Radley Balko forcefully critiques those who harp too much on prosperity’s discontents, in particular focusing on those people who are making much of our supposed obesity, general unhappiness, and frustration flowing from having too many choices. Some closing paragraphs, which are perhaps a titch hyperbolic but still pretty sensible:
We don’t need to slow the engines of capitalism down, we need to ratchet them up, so their drippings reach places like Chad, Nigeria and Cambodia. It would be awfully selfish of us to deny the third world the fruits of our development simply because we’re bored with the excesses of comfort. We need more production, coupled with wide-open trade, to bring the burdens of wealth articulated by the free market’s wet blankets to the people who long to bear them.

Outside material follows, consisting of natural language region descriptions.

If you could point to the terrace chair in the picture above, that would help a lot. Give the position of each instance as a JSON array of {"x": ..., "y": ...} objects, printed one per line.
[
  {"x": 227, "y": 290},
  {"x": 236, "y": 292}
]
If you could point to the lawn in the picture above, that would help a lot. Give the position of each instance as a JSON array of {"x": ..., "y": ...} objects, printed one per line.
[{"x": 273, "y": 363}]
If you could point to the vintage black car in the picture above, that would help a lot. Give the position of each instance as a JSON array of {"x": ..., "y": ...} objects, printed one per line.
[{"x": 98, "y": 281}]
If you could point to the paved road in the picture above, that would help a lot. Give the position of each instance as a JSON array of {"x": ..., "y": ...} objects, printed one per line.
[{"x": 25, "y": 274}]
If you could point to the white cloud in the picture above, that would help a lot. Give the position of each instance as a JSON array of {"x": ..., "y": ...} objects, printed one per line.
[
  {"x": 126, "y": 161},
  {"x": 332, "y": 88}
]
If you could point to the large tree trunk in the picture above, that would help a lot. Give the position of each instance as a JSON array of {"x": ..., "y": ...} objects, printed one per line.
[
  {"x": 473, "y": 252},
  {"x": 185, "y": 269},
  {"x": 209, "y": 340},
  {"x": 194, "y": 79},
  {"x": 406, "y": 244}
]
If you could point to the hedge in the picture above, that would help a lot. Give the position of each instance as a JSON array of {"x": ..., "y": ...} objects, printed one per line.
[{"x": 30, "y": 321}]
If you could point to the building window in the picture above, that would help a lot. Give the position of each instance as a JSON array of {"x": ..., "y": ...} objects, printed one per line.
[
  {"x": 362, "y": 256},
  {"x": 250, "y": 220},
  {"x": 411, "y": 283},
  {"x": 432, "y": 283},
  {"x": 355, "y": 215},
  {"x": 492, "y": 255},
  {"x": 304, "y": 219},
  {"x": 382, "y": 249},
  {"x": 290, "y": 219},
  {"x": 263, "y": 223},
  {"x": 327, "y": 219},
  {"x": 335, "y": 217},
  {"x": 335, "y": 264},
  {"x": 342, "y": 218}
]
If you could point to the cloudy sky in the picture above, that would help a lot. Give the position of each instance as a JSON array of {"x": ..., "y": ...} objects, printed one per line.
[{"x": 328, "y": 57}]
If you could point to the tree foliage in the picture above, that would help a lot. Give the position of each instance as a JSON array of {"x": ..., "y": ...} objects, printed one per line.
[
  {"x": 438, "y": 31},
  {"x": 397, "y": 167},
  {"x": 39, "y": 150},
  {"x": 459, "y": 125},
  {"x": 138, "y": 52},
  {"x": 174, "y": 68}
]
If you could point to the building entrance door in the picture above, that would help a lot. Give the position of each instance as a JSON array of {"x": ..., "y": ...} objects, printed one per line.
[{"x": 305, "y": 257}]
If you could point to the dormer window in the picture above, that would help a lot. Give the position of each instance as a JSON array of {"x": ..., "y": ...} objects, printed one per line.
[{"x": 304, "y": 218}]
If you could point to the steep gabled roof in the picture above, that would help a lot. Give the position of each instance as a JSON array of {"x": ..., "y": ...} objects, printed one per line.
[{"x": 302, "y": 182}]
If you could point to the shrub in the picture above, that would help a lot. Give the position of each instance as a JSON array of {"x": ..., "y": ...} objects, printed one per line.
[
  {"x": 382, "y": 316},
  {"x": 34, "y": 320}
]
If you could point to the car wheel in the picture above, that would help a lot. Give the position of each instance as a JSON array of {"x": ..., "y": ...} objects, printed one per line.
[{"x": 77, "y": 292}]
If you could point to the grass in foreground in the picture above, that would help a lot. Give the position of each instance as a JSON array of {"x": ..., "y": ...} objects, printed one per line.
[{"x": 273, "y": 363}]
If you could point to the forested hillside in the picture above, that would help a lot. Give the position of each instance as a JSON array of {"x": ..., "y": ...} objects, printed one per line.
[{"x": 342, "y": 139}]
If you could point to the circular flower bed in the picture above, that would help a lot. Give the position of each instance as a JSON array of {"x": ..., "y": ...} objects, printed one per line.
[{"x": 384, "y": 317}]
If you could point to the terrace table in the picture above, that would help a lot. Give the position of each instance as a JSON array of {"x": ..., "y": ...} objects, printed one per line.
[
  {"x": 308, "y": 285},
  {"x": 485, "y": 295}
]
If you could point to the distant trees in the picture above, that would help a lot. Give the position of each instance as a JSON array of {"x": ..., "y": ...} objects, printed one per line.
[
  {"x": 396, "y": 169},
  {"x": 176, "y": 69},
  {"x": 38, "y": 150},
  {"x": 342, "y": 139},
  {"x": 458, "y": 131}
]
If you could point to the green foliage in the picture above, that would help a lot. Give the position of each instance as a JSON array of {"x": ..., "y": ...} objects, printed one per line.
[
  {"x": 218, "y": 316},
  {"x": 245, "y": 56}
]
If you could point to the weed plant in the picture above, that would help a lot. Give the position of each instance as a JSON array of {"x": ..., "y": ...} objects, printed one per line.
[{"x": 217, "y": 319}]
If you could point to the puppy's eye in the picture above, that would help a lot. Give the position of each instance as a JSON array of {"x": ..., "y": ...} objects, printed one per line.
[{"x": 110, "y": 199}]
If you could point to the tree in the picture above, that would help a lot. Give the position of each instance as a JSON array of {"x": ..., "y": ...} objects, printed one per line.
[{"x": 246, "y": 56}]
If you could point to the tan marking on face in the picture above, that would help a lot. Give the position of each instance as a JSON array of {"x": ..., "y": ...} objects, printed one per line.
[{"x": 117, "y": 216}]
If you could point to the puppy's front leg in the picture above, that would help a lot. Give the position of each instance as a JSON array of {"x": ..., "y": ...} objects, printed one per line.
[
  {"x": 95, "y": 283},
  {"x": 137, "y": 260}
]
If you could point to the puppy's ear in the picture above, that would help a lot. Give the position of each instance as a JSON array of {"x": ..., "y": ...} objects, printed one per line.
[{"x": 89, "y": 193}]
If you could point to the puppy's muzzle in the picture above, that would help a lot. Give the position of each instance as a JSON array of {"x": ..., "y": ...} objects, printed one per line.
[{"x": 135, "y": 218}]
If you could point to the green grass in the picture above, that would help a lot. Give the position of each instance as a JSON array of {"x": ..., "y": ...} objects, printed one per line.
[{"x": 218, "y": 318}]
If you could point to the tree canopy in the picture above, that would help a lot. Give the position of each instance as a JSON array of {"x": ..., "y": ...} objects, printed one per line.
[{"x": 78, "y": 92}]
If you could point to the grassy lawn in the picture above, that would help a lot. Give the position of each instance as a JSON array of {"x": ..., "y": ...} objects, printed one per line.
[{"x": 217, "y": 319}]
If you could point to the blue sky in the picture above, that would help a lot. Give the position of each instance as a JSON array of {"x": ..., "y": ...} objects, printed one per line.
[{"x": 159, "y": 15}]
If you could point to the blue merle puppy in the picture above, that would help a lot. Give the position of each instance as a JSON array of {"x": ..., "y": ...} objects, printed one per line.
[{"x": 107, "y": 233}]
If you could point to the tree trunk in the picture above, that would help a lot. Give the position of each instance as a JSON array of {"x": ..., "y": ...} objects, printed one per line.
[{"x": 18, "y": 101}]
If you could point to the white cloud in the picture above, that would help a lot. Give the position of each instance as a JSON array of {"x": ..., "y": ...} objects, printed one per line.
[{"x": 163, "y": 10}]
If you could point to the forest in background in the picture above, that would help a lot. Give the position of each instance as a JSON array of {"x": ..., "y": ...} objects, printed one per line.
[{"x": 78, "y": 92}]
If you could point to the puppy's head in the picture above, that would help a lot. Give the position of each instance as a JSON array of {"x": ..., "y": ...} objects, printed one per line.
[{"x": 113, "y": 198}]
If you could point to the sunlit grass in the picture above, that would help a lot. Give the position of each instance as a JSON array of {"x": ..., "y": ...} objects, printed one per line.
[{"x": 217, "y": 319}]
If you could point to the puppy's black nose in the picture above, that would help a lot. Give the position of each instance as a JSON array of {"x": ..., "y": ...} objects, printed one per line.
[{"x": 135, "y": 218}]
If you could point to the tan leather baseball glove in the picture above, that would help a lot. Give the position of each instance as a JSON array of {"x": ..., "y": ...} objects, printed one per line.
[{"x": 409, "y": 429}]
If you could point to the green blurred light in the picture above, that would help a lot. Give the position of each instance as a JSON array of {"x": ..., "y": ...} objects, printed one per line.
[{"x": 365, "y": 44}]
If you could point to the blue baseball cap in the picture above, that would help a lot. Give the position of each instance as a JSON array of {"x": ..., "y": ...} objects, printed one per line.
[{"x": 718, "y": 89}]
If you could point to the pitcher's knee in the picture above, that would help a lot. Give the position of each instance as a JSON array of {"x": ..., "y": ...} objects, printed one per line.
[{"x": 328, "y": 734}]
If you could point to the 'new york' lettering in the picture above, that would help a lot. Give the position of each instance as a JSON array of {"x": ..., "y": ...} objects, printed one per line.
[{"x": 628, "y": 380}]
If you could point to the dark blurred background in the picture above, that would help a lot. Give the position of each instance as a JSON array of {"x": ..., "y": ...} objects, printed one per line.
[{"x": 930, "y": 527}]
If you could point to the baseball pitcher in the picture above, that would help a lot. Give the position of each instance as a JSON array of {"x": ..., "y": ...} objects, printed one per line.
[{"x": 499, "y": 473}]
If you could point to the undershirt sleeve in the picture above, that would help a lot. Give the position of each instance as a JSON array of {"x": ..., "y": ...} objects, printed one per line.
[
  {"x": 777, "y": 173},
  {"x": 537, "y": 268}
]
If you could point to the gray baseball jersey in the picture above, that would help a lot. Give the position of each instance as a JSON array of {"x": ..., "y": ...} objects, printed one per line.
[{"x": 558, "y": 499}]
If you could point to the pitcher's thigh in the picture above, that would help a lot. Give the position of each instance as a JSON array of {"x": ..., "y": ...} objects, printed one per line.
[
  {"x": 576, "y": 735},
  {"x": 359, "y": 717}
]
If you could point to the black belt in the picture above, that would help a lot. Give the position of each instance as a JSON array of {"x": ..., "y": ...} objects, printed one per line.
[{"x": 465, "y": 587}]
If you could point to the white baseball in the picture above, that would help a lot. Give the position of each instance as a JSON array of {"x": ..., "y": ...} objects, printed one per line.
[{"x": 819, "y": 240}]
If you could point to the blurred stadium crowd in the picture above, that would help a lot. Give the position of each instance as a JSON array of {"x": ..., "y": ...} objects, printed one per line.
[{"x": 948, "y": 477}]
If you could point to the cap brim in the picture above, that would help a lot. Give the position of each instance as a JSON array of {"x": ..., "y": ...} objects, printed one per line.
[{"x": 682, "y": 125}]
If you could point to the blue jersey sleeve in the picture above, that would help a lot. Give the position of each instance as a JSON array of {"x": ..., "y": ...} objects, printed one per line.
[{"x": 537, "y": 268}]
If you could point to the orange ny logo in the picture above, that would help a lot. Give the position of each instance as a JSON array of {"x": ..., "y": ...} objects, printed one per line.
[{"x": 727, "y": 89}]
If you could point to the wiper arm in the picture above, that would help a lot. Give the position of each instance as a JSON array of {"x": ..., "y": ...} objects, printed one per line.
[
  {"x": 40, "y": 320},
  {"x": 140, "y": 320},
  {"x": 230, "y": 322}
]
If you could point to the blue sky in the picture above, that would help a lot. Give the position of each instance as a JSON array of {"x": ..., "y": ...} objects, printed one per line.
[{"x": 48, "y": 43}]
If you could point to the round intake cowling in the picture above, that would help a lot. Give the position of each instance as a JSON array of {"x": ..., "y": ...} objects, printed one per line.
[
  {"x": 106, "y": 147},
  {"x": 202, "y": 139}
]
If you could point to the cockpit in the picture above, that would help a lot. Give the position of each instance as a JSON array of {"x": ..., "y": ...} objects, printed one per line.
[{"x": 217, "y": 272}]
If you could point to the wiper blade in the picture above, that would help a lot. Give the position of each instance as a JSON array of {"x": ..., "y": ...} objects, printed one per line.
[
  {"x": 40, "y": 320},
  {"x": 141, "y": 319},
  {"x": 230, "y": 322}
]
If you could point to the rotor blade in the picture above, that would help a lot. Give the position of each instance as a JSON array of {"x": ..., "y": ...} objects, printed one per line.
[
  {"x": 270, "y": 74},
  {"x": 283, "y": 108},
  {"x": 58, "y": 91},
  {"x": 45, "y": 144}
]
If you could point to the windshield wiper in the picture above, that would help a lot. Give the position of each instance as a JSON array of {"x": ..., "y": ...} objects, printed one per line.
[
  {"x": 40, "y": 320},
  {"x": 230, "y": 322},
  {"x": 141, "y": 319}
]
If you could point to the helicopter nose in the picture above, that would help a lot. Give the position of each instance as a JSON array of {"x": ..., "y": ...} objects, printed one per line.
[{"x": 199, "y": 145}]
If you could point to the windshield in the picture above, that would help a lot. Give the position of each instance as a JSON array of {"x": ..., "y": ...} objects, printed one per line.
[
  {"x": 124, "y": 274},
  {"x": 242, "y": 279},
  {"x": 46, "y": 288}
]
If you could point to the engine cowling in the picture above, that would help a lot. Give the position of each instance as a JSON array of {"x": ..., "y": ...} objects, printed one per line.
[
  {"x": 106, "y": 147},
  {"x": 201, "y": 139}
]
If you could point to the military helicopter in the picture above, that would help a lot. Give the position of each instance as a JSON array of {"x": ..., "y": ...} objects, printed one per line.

We should strive to saddle women who scavenge city dumps in Cambodia and fistulas sufferers abandoned for coyotes in Niger with the tyranny of mustard, the frustration of rush hour gridlock, and the aggravation of spam email. We ought to work to make Bangladeshi parents agonize over putting their hyperactive sons on Ritalin. We ought to see how many Malaysians we can get addicted to Paxil, and Papua New Guinean housewives to Valium.
When the critics of capitalism are reduced to mining the suburbs for languor and tedium, when consumers in market economies gripe not about scarcity or pollution, but about too many ketchups and self-check grocery aisles, perhaps it’s safe to say that free-marketeers may finally have the central planners on the ropes.
Let’s see how long we can keep them there, and how many of the world’s poor we can infect with the afflictions of prosperity while we’re at it.